Both blockchain and cloud are disruptive tools that distribute compute and storage across a network. In the cloud, data is spread across servers, while blockchain stores data on several nodes. Each tool is used to reduce risk as businesses manage critical components of their infrastructure.

Can organizations use both blockchain and cloud technology?

The network of nodes that form a blockchain can, and often do, run on a cloud server infrastructure. Leveraging cloud infrastructures, companies can operate nodes and other services within specific location zones for increased data security, data privacy and regulatory compliance.

By decentralizing cloud networks, blockchain can enable greater data sharing and power a variety of cloud applications, including cloud storage and computation.

For example, if your company uses AWS cloud services, choosing a blockchain protocol that is integrated with that provider enables users to deploy node infrastructure directly via AWS marketplace.

Blockchain has been notorious for being inaccessible to mainstream developers. Is that changing?

Yes, we’re seeing a movement towards greater accessibility. Ideally, developers should be able to implement blockchain by plugging into given use cases without the need to understand the underlying tech. For example, low-code decentralized platforms that allow developers to build dApps. Such platforms reduce the complexity of wallet management and connectors.

True or false: Once data is added to the blockchain, it cannot be changed.

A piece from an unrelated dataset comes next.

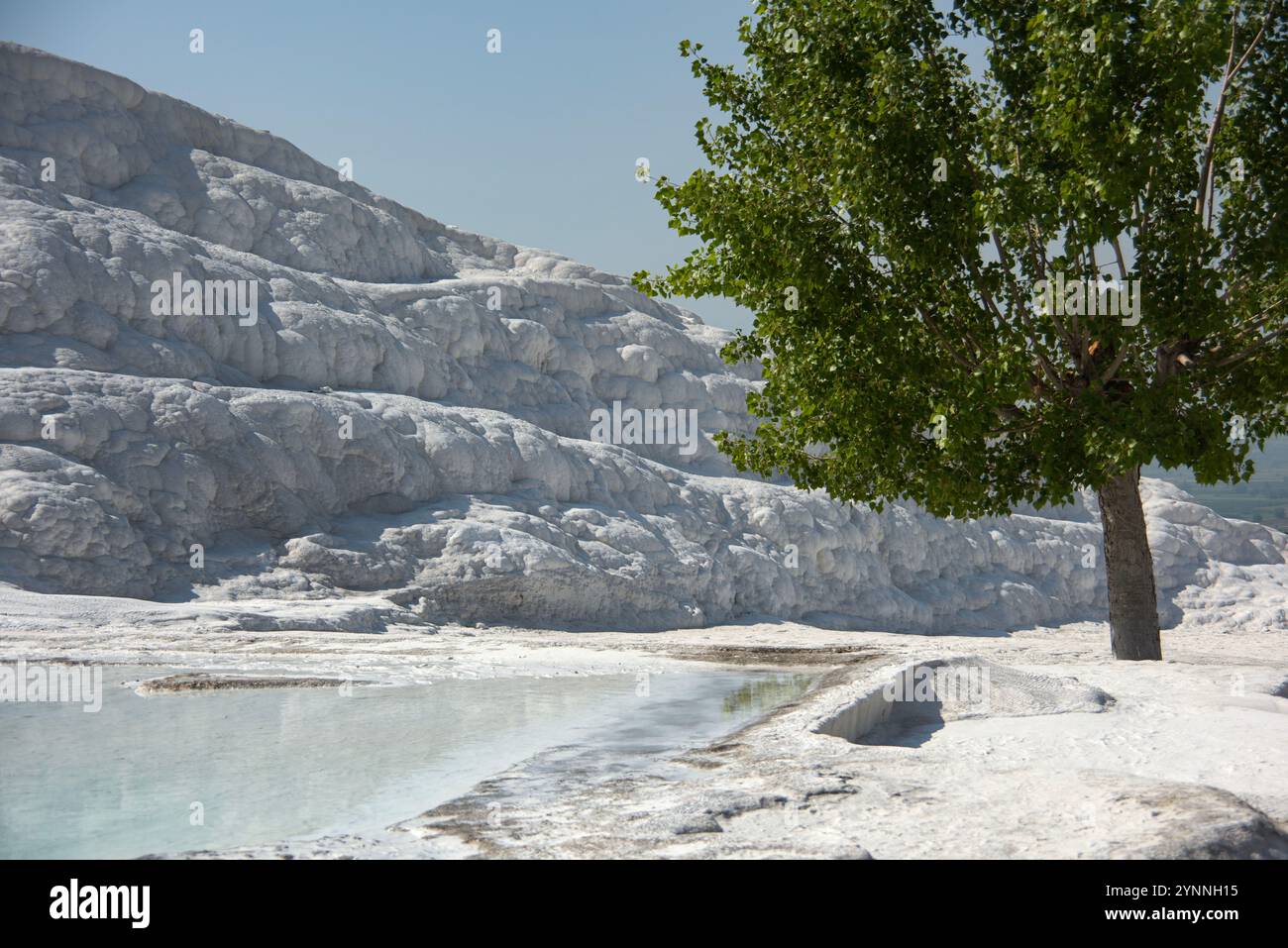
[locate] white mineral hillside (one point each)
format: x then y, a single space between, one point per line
406 415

Neither. One of the key features of blockchain is its immutability, meaning that once a transaction is recorded, it’s permanent.

However, smart contracts that are highly programmable, stored on a blockchain, can be programmed to be immutable or upgradeable, meaning that metadata can be changed if specified.

Let’s say you program an NFT contract for house records to be upgradeable. That means metadata such as the owner can be added and consequently changed. You can read more about this here.

Private versus public blockchain – what’s the better option for businesses today? Are there other network types developers should consider?

The best option is a network that will meet businesses’ specific requirements and enable them to achieve their desired results. There are advantages and tradeoffs to both private and public blockchains including control, trust, and flexibility. And, there’s now a growing need for hybrid blockchains that enable businesses to transition data from highly configurable private networks to hybrid and public environments, where greater transparency of data integrity is critical to a businesses operation.

With IBM, we’ve built an atomic cross-chain asset/token swap solution that demonstrates how you can exchange a token on a public blockchain like Casper with a token on a private chain such as hyperledger fabric. This enables deployments on enterprises’ private infrastructure without leaking data of the underlying asset, while having collective trust from the public chain.

What’s next for blockchain? Where will it be in 10 years?

We’ll see trends that we’ve experienced in cloud computing play out in the blockchain realm. For instance, once the novelty of server virtualization became the standard, new capabilities like serverless functions came to market. Blockchains have a similar capability with programmable smart contracts, which allow users to call functions from the blockchain. This will only grow in application scope and scale – just as cloud computing services have.

Blockchain will be a fundamental infrastructural tool that is integrated into the technologies we use daily. Mass adoption is inevitable.